The chief answered that the white soldier had probably gone hunting in the woods, and killed himself accidentally with his gun, or else he had been killed by a panther. To this Bossu replied that the animal would not have eaten the gun or the clothes of the soldier. He said that if the Indians would find the Frenchman's gun, or bits of his clothes, they could easily show that he had been killed by a wild animal.

Bossu had a friend among the Indians who was very much attached to him. He persuaded this young Indian to tell him to what tribe the murderer of the Frenchman belonged, but he solemnly promised that the other Indians should never know who had told him. He paid the young Indian for telling him.

The Frenchman who was called Fearless now undertook to have the man who had killed the other soldier punished, for the dead soldier had been his friend. But it was necessary that he should not let the Indians know who had told about it. Fearless stripped off a great quantity of bark of the pawpaw tree. He thought he would play a trick like that of the medicine man, and make the Indians believe that a spirit was talking to them. He did everything very secretly. By fastening pieces of the pawpaw bark together with pitch, he managed to make a very large speaking trumpet, which would carry the voice a long distance.
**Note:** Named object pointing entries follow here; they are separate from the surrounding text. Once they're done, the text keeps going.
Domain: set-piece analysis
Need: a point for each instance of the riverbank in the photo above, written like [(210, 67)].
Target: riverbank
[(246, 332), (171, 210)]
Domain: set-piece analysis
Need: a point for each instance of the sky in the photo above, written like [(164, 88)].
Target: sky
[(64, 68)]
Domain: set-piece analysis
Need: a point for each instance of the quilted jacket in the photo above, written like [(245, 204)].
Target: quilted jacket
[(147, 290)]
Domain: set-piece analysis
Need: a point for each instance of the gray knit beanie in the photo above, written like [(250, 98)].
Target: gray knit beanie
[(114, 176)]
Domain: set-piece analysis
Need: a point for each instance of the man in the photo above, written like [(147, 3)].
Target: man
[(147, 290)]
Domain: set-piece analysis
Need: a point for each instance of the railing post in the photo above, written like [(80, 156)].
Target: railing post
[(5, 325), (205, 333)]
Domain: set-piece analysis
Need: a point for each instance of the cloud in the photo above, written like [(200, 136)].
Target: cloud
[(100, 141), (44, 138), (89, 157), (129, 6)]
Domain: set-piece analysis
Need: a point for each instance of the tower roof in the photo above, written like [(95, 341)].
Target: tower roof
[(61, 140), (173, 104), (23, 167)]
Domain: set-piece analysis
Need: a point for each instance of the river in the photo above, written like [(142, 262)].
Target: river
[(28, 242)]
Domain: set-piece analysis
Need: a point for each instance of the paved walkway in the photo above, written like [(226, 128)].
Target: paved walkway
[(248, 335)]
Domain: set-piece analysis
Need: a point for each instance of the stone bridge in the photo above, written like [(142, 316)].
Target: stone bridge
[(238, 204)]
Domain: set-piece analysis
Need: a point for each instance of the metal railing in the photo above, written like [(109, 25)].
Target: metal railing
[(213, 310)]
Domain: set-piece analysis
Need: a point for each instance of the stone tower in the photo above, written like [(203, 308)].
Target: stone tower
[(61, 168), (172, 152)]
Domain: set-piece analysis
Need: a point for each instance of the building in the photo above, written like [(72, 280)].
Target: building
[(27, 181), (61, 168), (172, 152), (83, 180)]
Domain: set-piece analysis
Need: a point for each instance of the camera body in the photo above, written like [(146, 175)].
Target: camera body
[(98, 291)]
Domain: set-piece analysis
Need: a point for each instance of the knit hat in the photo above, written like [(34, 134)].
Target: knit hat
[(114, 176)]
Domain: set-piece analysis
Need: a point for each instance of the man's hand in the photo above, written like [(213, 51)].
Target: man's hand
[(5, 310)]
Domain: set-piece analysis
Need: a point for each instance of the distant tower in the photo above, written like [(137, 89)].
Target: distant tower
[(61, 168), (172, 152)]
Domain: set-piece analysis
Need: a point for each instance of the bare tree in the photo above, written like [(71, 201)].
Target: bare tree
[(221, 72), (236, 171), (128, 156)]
When he had finished this trumpet, he left the camp one very dark night. He carried with him his gun, some food, and a gourd full of water. He had also a bearskin of which to make a bed, and a buffalo robe to cover himself with. With these things he hid himself on a hill. This hill was near the Indian camp. From the top of it Fearless could make his voice heard for three miles round by the aid of his great pawpaw trumpet.

He shouted through this great bark trumpet what seemed to be words in an unknown language, such as the Indian medicine man used. The frightful noise sounded through the woods. It did not seem to come from anywhere. The Indians thought that these cries came down from the sky. The Indian women were thrown into a great fright, and even the warriors and chiefs were alarmed. They said that the Master of Life was angry with their tribe, and that this horrible voice showed that something bad was going to happen to them.

The day after the voice was heard, the old men of the tribe came to consult Bossu about this strange noise. Bossu told them that the white soldier who had been killed could not rest. He said that every night his voice was heard, though nothing could be seen. He said that the voice cried out in a melancholy tone, "I am the white soldier that went with the French captain. I was killed by a man of the tribe of the Kanoatinos. Frenchmen, revenge my death."

The Indians now saw that it was of no use for them to tell any more lies about the death of the white man. They believed that the soldier's ghost had told the Frenchmen all about it. They confessed the murder, but they explained that the white soldier had provoked it when he was drunk, by bad treatment of the Indian who killed him.

Captain Bossu was not willing to take their excuses. He told them, that, if the soldier had done wrong, he ought to have been brought to his own captain to be punished. He said, "If one of my soldiers should kill one of your Indians, I would put him to death. You must do the same with the Indian who killed my soldier."

The oldest of the chiefs now commanded one of his men to go and seize the guilty man, bind him, and bring him in to be put to death, in order that the ghost of the French soldier might no longer trouble them.

Captain Bossu did not wish to put the Indian to death. He knew that the French soldier had very greatly wronged and provoked the Indian. He got his young Indian friend to go to the wife of the chief of the Kanoatinos, and say to her that she might beg the life of the guilty man. The young Indian told the chief's wife that Captain Bossu would not refuse her anything. The woman went, and begged that the Indian might be spared. Bossu consented that the Indian should live, but said that he did it as a favor to the chief's wife.

The chief then turned to the condemned Indian, and said to him, "You were dead, but the captain of the white warriors has brought you to life at the request of the chief's wife." The white people and Indians then smoked the pipe of peace together.